Dans une proposition de résolution enregistrée le 16 juin, les sénateurs socialistes se sont saisis de la question. À travers ce texte, les parlementaires affirment « la nécessité d’un renversement de la logique institutionnelle qui préside à notre organisation territoriale. »

« Il s’agit de réfléchir à la décentralisation différemment, commente le sénateur Eric Kerrouche, fil rouge de cette proposition. Il est important de retrouver le sens premier de la décentralisation, c’est-à-dire une meilleure distribution des biens et des services sur l’ensemble du territoire, mais ce, en travaillant plus sur une logique de coopération que d’opposition ». Les parlementaires entendent donc repenser l’articulation géographique du territoire, avec la mise en place, entre autres, de pactes inter-territoriaux. « Il faut trouver un mode d’organisation qui fonctionne en réseau », renchérit le sénateur socialiste.

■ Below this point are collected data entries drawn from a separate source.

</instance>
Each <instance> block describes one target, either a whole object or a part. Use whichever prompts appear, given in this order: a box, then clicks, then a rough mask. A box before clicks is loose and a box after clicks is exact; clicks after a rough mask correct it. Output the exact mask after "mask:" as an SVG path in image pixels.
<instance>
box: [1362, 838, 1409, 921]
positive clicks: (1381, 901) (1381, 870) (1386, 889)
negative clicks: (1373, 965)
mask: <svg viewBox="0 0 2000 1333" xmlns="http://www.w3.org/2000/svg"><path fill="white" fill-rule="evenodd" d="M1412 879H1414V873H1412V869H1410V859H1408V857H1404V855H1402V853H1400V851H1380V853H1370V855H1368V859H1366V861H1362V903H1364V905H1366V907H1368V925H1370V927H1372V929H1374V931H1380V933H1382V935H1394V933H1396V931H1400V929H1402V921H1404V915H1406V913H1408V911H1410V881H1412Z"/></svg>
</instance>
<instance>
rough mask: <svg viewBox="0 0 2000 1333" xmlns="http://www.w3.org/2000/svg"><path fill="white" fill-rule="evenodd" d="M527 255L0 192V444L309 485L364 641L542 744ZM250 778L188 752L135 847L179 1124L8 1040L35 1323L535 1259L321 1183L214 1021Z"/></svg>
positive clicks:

Pour faire émerger cette « nouvelle ère de la décentralisation », les sénateurs proposent d’organiser le transfert d’un certain nombre de compétences de l’État aux corps intermédiaires. Parmi ces propositions, la restitution du pilotage de la politique d’apprentissage aux régions, redonner aux élus locaux des pouvoirs accrus dans la gouvernance hospitalière et l’organisation territoriale de l’accès aux soins, ou encore confier aux départements le pilotage des établissements d’hébergement des personnes âgées dépendantes (EHPAD) ainsi que celui de la médecine scolaire.

Un projet qui sous-entend une redéfinition forte de l’État. Symboliquement, les socialistes proposent ainsi que les compétences de l’État soient limitativement énoncées dans la Constitution et que celles des collectivités locales deviennent, de fait, la règle pour tous les autres sujets. « Il y a trop de doublonnage entre l’État et les territoires, estime Eric Kerrouche. Dans ce modèle, l’État resterait le garant, mais les collectivités locales sont là pour une mise en œuvre territorialisée qui soit pertinente. Nous considérons que l’État tel qu’il fonctionne actuellement n’est plus en phase avec la réalité locale », conclut le sénateur.

Pour finir, les parlementaires entendent également mettre l’accent sur deux composantes de la décentralisation qu’ils jugent essentielles : la démocratisation du système local, « en approfondissant par exemple la démocratie intercommunale » ; et la démocratisation de l’accès aux postes électifs, « en imposant un statut de l’élu ».